As many of you know, I find the word “beauty” problematic, especially when it is applied to art. I want art to be true, not beautiful. Still, I think that Pastor Jason has a point. By honoring the honest expression of anguish and lament—for the tears that Marjory so often reminds us are signs of the holy—we can allow something new and beautiful to rise up out of the ashes. We can become a vision of hope for a world that is in constant turmoil and pain.
slide 9: He Qi, Chinese, contemporary. in Look Toward the Heavens: The Art of He Qi (New Haven CT: Overseas Ministry Study Center 2006), 60-61
In the poem that we call the Magnificat, Mary offers such a fearless vision. In greeting her cousin Elizabeth, she thanks God that “from now on all generations will call me blessed.” Recounting God’s promise to repair what is broken, she sees it as already accomplished: God “has scattered the proud in the thoughts of their hearts…brought down the powerful from their thrones, and lifted up the lowly … filled the hungry with good things, and sent the rich away empty.”
slide 10: Woelfel, Nigeria, Contemporary. in O’Grady et. al, Christ for All People: Celebrating a World of Christian Art (Aukland NZ: Pace Publishing 2001) 36
I’ve been reading a book called The Work of Art: Rethinking the Elementary Forms of Religious Life, by New Zealand poet and anthropologist Michael Jackson, currently distinguished professor of world religions at Harvard Divinity School. Jackson writes about art as a process, as an analogue of religion, as a way of dealing with the terrible agony of being alive in abroken world. One of the tasks of both art and religion, he says, is “to affirm that, even when disoriented and in despair, there is light in the darkness, meaning in the void, peace in the feud, love in enmity, new life in the face of loss.” [p 126]
slide 11: Miriam Guevara, Nicaragua, contemporary in Scharper & Scharper, eds., The Gospel in Art by the Peasants of Solentiname (Maryknoll NY: Orbis Books 1984), 7
I’ve been invited to participate in a group show next summer with the theme “Be Not Afraid.” Not having any idea of how any of my existing work might fit that theme, I told the organizer that I will make something new.
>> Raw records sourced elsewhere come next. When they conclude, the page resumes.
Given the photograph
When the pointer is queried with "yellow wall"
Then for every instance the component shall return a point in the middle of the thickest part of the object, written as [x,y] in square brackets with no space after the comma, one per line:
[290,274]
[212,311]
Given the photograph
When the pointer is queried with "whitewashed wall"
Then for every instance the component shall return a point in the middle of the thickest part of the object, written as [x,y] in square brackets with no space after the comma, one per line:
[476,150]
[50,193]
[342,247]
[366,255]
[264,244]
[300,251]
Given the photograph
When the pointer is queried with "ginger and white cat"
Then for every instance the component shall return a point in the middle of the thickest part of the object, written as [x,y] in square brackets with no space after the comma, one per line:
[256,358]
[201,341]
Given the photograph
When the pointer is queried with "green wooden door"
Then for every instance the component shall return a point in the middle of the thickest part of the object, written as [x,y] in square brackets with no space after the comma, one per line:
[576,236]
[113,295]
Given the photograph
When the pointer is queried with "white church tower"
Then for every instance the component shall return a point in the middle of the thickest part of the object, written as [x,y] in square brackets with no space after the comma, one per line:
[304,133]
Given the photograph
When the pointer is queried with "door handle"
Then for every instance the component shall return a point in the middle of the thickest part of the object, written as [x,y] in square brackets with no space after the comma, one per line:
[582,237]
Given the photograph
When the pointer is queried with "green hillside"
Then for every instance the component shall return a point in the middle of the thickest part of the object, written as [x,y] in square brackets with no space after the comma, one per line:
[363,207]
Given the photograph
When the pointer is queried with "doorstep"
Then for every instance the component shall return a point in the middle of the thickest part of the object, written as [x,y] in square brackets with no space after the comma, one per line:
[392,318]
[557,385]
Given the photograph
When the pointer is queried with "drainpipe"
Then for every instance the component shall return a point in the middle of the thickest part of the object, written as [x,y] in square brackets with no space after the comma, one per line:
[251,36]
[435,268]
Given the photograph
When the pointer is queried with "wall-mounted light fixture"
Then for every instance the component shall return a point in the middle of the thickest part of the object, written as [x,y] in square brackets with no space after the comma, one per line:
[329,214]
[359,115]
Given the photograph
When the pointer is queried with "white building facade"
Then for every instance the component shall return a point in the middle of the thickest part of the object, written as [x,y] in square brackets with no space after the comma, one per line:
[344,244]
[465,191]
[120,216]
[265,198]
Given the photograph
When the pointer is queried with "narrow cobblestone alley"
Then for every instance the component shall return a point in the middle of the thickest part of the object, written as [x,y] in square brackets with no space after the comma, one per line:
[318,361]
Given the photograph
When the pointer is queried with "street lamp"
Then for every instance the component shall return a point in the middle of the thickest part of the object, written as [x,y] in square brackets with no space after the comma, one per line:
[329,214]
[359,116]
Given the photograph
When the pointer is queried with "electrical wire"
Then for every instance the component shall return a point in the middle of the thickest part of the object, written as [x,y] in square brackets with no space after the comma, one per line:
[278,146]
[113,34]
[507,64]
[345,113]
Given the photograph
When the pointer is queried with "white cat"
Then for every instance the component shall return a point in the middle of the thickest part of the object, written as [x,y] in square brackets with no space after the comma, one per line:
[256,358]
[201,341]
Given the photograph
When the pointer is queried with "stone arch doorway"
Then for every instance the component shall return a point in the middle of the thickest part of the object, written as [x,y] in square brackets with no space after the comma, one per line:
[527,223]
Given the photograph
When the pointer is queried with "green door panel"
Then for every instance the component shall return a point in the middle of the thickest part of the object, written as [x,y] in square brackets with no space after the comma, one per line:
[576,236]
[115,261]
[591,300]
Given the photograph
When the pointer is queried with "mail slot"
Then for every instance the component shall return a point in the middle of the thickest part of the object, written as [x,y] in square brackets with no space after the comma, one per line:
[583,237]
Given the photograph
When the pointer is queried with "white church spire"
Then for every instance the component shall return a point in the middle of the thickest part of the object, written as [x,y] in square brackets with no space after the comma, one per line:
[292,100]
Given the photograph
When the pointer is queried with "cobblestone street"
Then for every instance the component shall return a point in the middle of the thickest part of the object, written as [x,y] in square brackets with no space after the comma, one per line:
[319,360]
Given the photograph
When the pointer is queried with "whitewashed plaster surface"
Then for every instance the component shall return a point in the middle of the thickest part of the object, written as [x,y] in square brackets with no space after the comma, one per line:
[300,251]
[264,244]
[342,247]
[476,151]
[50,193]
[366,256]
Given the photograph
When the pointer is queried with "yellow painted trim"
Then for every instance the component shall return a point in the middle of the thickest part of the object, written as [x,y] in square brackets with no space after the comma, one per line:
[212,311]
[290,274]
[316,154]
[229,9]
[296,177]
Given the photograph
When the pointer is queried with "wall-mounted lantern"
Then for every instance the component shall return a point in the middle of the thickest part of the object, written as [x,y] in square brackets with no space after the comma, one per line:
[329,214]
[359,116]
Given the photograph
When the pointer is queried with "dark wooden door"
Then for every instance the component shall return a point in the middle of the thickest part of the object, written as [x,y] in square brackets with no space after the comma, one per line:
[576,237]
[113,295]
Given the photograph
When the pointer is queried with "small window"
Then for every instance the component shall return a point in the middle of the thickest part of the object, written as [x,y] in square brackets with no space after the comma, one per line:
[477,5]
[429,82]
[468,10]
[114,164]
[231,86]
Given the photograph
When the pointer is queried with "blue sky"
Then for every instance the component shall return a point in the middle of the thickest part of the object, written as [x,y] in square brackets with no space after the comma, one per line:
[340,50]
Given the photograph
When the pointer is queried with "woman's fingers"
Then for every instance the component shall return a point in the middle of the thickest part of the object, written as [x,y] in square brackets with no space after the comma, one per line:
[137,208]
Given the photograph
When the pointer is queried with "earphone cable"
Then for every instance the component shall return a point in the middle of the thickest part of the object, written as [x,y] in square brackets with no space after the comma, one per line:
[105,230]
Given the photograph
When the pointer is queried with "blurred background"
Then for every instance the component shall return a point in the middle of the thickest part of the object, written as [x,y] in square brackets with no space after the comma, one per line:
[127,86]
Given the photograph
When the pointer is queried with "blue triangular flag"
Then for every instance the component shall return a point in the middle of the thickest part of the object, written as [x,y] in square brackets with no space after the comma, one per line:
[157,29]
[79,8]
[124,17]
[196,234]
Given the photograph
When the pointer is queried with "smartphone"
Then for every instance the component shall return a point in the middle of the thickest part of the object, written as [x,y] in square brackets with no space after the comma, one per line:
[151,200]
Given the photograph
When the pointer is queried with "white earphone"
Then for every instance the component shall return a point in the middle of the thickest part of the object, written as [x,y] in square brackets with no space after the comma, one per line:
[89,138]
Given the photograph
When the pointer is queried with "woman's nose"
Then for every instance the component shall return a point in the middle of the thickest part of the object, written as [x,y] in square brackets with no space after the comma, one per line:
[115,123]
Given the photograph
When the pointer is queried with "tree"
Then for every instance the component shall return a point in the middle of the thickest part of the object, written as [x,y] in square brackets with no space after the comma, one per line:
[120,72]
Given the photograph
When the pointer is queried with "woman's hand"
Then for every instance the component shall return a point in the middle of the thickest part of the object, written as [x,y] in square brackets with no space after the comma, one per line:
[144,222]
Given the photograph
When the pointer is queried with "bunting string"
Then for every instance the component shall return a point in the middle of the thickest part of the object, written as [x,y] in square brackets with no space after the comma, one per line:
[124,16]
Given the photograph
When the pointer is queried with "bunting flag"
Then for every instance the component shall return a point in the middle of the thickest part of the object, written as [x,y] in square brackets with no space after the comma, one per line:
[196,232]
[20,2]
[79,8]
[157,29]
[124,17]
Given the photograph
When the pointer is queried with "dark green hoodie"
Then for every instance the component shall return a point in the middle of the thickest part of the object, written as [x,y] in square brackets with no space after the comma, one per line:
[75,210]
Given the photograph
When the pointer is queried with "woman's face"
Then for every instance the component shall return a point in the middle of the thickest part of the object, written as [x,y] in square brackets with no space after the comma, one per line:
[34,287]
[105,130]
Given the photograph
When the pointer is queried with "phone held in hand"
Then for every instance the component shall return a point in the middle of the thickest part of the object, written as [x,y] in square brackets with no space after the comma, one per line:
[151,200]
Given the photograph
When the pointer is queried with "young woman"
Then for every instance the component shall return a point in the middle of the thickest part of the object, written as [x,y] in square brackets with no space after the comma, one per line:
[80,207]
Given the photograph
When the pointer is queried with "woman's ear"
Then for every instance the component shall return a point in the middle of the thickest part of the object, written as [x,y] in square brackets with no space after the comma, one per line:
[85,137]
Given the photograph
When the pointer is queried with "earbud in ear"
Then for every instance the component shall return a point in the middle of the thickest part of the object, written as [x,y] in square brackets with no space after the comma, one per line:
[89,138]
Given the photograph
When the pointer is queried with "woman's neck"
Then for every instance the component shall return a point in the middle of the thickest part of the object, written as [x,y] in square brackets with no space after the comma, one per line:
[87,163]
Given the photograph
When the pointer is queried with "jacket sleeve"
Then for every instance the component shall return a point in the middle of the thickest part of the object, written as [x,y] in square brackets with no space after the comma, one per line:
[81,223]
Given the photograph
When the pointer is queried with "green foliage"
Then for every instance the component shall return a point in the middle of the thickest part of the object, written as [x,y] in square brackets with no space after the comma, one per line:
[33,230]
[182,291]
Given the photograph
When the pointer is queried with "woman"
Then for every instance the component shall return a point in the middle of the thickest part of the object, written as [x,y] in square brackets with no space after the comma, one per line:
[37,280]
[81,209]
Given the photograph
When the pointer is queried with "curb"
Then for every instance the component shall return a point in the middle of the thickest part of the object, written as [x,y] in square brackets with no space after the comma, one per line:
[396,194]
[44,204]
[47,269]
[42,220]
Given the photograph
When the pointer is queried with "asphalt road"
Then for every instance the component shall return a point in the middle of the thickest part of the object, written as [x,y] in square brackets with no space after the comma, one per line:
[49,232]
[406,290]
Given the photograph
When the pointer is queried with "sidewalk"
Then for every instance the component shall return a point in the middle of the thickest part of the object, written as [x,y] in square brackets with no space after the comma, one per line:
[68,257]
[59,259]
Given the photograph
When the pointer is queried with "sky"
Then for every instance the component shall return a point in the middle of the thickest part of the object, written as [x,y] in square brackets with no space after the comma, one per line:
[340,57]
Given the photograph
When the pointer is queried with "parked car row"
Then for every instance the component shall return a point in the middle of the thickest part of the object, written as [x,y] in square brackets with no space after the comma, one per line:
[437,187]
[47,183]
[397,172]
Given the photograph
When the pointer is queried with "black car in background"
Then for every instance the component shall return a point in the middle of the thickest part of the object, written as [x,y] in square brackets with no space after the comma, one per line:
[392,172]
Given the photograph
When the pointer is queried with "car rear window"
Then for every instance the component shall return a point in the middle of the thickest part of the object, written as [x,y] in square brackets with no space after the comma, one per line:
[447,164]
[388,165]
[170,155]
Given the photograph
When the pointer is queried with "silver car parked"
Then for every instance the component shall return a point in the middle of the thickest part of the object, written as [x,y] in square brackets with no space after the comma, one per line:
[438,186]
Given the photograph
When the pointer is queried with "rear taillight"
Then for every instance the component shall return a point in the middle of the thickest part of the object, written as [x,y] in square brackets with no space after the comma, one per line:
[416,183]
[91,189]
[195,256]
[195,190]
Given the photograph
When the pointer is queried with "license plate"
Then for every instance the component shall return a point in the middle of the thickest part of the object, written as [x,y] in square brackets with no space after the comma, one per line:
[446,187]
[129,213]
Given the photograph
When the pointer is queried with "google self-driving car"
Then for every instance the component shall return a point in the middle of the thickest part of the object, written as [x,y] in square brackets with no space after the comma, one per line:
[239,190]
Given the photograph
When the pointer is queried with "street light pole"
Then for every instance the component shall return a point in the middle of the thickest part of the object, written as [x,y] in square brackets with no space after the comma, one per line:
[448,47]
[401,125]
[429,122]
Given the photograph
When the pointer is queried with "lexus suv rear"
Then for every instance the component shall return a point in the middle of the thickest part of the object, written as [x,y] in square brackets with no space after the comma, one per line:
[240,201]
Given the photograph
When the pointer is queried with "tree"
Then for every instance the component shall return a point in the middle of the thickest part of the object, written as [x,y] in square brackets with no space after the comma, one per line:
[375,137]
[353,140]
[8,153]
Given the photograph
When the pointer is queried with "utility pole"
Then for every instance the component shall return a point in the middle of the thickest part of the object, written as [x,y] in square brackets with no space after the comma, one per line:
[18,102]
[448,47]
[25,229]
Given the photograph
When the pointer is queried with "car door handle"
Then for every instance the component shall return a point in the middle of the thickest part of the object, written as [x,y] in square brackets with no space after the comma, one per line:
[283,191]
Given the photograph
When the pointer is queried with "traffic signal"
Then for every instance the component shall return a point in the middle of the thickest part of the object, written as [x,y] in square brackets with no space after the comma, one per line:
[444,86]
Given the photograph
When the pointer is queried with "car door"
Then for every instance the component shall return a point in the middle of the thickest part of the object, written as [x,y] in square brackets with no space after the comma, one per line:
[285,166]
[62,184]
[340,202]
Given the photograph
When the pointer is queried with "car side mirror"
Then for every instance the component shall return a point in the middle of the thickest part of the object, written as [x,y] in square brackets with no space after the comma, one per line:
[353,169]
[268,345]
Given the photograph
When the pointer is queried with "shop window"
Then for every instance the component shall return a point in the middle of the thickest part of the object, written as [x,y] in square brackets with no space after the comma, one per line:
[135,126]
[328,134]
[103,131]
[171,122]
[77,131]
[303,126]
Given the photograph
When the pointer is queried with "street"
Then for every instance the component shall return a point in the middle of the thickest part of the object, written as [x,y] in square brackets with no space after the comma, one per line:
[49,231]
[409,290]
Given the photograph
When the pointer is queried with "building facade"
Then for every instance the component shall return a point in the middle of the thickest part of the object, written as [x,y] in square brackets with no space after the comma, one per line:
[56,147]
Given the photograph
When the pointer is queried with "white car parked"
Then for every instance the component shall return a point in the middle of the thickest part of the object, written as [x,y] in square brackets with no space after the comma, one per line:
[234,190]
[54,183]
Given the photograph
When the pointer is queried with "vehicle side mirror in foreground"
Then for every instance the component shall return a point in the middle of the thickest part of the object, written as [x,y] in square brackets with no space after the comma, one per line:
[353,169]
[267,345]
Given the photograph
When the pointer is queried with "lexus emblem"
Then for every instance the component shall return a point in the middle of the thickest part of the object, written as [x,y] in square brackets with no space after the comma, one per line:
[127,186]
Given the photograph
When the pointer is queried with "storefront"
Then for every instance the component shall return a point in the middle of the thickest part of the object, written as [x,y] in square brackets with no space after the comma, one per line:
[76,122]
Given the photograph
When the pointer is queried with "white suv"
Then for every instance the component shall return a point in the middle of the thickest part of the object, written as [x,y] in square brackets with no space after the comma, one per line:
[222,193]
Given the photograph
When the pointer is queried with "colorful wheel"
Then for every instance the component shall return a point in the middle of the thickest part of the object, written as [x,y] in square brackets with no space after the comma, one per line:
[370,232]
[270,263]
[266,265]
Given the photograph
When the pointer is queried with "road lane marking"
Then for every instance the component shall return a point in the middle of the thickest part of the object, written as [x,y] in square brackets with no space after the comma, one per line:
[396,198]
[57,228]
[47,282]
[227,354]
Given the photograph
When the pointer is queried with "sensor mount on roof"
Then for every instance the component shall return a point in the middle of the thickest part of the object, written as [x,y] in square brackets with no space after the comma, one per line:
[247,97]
Now, I’ve begun to think about using mostly grays and blacks, the colors of ashes, instead of (or maybe along with) the brilliant colors that I have been using for so long.
And I am afraid. Afraid of the times we live in. Afraid of starting new work. Afraid that I cannot finish the work that I have started.
slide 12: Patty Wickman, Overshadowed, 2001 oil on canvas 78 x104″
And yet, to start something new is to live in hope, to believe in God’s promise that, despite the dispiriting evidence, life is worth living. The work we are called to do – in this season and in every season – is worth doing.
Do not be afraid, the angel says to me.
slide 13: James Janknegt, Joyful Mystery #1: Annunciation 30X30 inches 2007 oil on canvas
It is still Advent, and angels still might appear to bring us good news. When they do, let us not be afraid, for everything is possible with God.